Her voice never wavers. “Reds across the country were inflamed by the Drowning of the Northlands. My father told our story up and down the lakes, in too many villages and towns to count, and the Guard flourished.” Farley’s empty expression becomes a scowl. “‘At least they died for something,’ he used to say. ‘We could only be so lucky.’”

“Better to live for something.” I agree, a lesson I learned the hard way.

“Yes, exactly. Exactly . . .” She trails off, but she takes my hand without flinching. “So how are you adjusting?”

“Slowly.”

“That’s not a bad thing.”

“The family stays around the house most days. Julian visits when he isn’t holed up in the base lab. Kilorn is always around too. Nurses come to work with my dad, get him readjusted to the leg—he’s progressing beautifully by the way,” I add, looking back to Sara, quiet in her corner. She beams, pleased. “He’s good at hiding what he feels, but I can tell he’s happy. Happy as he can be.”

“I didn’t ask about your family. I asked about you.” Farley taps a finger against the inside of my wrist. In spite of myself, I flinch, remembering the weight of manacles. “For once, I’m giving you permission to whine about yourself, lightning girl.”

I sigh.

“I—I can’t be alone in rooms with locked doors. I can’t . . .” Slowly, I pull my wrist from her grasp. “I don’t like things on my wrists. It feels too much like the manacles Maven used to keep me a prisoner. And I can’t see anything for what it is. I look for deceit everywhere, in everyone.”

Her eyes darken. “That’s not necessarily a terrible instinct.”

“I know,” I mutter.

“What about Cal?”

“What about him?”

“The last time I saw you two together before—all that, you were inches from ripping each other to shreds.” And inches away from Shade’s corpse. “I assume that’s all settled.”

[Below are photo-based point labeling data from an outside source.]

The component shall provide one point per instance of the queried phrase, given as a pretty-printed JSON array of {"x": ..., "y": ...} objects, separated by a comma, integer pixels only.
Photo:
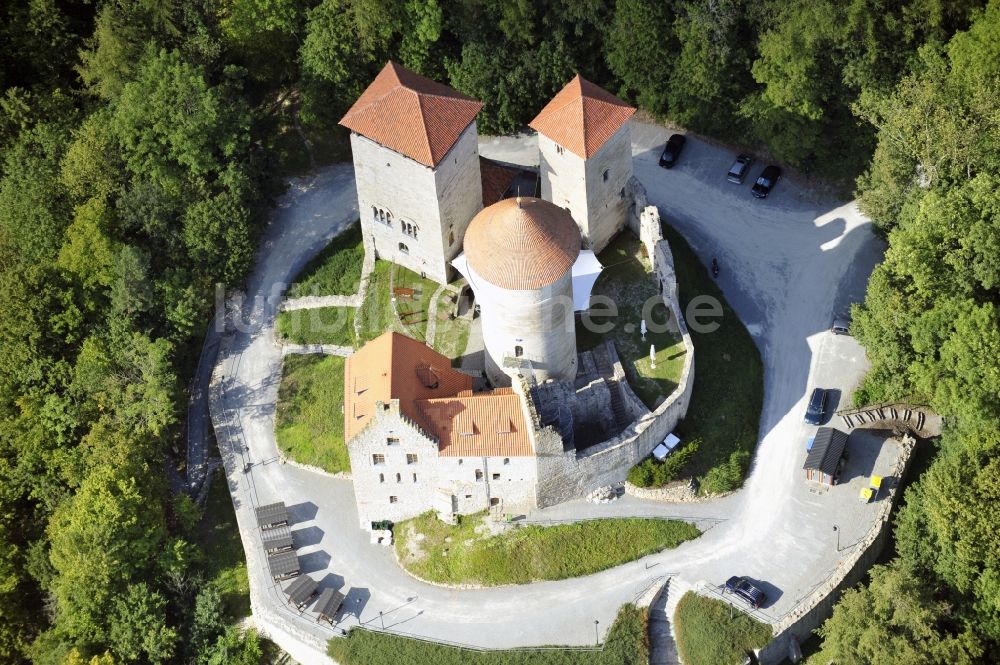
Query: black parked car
[
  {"x": 745, "y": 589},
  {"x": 765, "y": 181},
  {"x": 738, "y": 171},
  {"x": 817, "y": 407},
  {"x": 672, "y": 151}
]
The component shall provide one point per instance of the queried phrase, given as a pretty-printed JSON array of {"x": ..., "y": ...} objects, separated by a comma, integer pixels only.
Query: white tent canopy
[{"x": 586, "y": 270}]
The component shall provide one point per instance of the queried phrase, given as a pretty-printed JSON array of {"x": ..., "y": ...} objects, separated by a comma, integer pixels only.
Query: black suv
[
  {"x": 672, "y": 150},
  {"x": 745, "y": 589},
  {"x": 817, "y": 407},
  {"x": 738, "y": 171},
  {"x": 766, "y": 181}
]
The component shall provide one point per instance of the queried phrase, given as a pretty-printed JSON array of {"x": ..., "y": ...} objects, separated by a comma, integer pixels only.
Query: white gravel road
[{"x": 787, "y": 263}]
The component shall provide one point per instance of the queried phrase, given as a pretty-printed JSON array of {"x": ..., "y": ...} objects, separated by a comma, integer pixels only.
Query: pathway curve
[{"x": 788, "y": 263}]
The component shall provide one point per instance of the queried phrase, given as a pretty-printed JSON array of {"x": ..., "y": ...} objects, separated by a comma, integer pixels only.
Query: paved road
[{"x": 787, "y": 262}]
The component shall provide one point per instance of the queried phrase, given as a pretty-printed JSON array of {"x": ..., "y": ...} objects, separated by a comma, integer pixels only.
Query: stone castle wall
[
  {"x": 799, "y": 624},
  {"x": 439, "y": 202},
  {"x": 565, "y": 475}
]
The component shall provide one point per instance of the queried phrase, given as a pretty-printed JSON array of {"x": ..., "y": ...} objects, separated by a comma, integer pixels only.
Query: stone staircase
[
  {"x": 662, "y": 650},
  {"x": 618, "y": 404},
  {"x": 915, "y": 419}
]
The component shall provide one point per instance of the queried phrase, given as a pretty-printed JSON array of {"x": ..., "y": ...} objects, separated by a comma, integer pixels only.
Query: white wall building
[
  {"x": 416, "y": 164},
  {"x": 585, "y": 151}
]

I remember the moment. We haven’t spoken of it. My relief, our relief at my escape pushed it far into the background, forgotten. But as Farley speaks, I feel the old wound reopen. I try to rationalize. “He is still here. He helped the Guard raid Archeon; he led the takeover of Corvium. I only wanted him to choose a side, and he clearly has.”

Words whisper in my ear, tugging on the back of a memory. Choose me. Choose the dawn. “He chose me.”

“Took him long enough.”

I have to agree. But at least there’s no turning him from this path now. Cal is the Scarlet Guard’s. Maven made sure the country knew that.

“I have to go clean up. If my brothers see me like this . . .”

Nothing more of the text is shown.